# Advent of Code 2021 in Kotlin - Day 1

Publish date: Dec 2, 2021
Tags: kotlin aoc

Advent of Code seems to be very well put together, but I’ve never had a go before. I’ve also been meaning to learn a bit of Kotlin, so I figured I’ll put the two together. At least for one day, no promises on doing all 25.

## Part 1

The first problem is here. We’re given a list of depth measurements and need to work out how many measurements increase from the day before.

My instinct was to fold over the list keeping the previous value and count in the accumulator.

``````fun increases(depths: List<Int>): Int {
val tail = depths.drop(1)

return tail.fold(Pair(0, head)) { acc, i ->
if (acc.second < i) Pair(acc.first + 1, i)
else Pair(acc.first, i)
}.first
}
``````

The syntax for a tuple (`Pair`) is what I’d expect. It would of course be nice to have some syntax built in, and this isn’t too bad, but it does make reading a simple fold difficult. It was at this point that I realised there is no linked list in Kotlin’s stdlib, which adds to the clunkiness. Copying the list to get the `tail` is less than ideal too.
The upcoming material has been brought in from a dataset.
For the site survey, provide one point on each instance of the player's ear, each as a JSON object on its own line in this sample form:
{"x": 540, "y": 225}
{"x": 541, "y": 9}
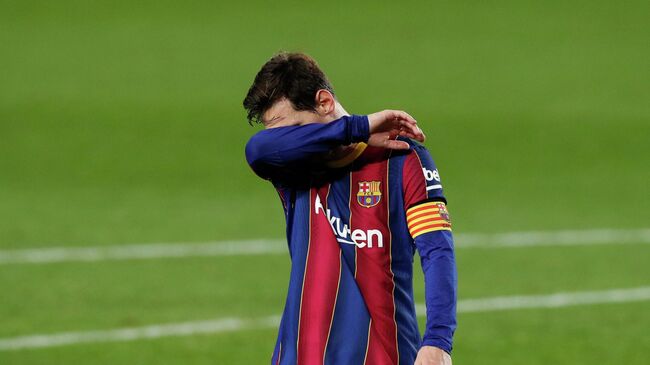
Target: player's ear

I figured a recursive function wouldn’t really clean this up much, but I had a go none the less.

``````fun increases(depths: List<Int>): Int {
tailrec fun loop (prev: Int, count: Int, list: List<Int>): Int {
return if (list.isEmpty()) count
else {
val newCount =
if (list.first() > prev) count + 1
else count
loop (list.first(), newCount, list.drop(1))
}
}

return loop (depths.first(), 0, depths.drop(1))
}
``````

It’s not too bad to read, and I really like that you can explicitly declare your intent of tail recursion. I need to read the docs on this to see if it’s just sending a hint, or if it will actually fail to build if it’s not able to tail call optimize.

So, as I expected, the simplest approach is going to be an imperative one:

``````fun increases(depths: List<Int>): Int {
var count = 0
for (i in 1 until depths.size) {
if (depths[i] > depths[i - 1]) count++
}
return count
}
``````

I don’t think there’s anything I can say here, so on to part 2!

## Part 2

We’re now told to do the same thing, but with the sum of a sliding window of three measurements. One thing I had liked when I first starting looking at Kotlin was that the stdlib has plenty of stuff in it. I searched the docs for “window” and sure enough, there’s a tidy little function called `windowed` that made it very simple to implement.

``````fun windows(depths: List<Int>): Int {
return depths
.windowed(3)
.map { it.sum() }
.let { increasesImp(it) }
}
``````

I was looking for a pipe of some sort so that I could compose the function calls and `let` appears to do the job quite nicely.

## Update

After reading the solution to this problem on the Kotlin blog, I missed a very obvious pattern - that we don’t have to compare the sums of two windows as the middle numbers will always be the same and cancel each other out - we only have to compare the lowest and highest numbers. The blog post uses `windowed()` to do this, but we can actually make a small modification to our imperative solution to cover both parts of the problem like so:

``````fun increases(depths: List<Int>, windowSize: Int): Int {
if (windowSize < 1) throw IllegalArgumentException("windowSize must be 1 or greater")

var count = 0
for (i in windowSize until depths.size) {
if (depths[i] > depths[i - windowSize]) count++
}
return count
}
``````

To solve the first part of the problem we set the window size to 1, and set it to 3 for the second part.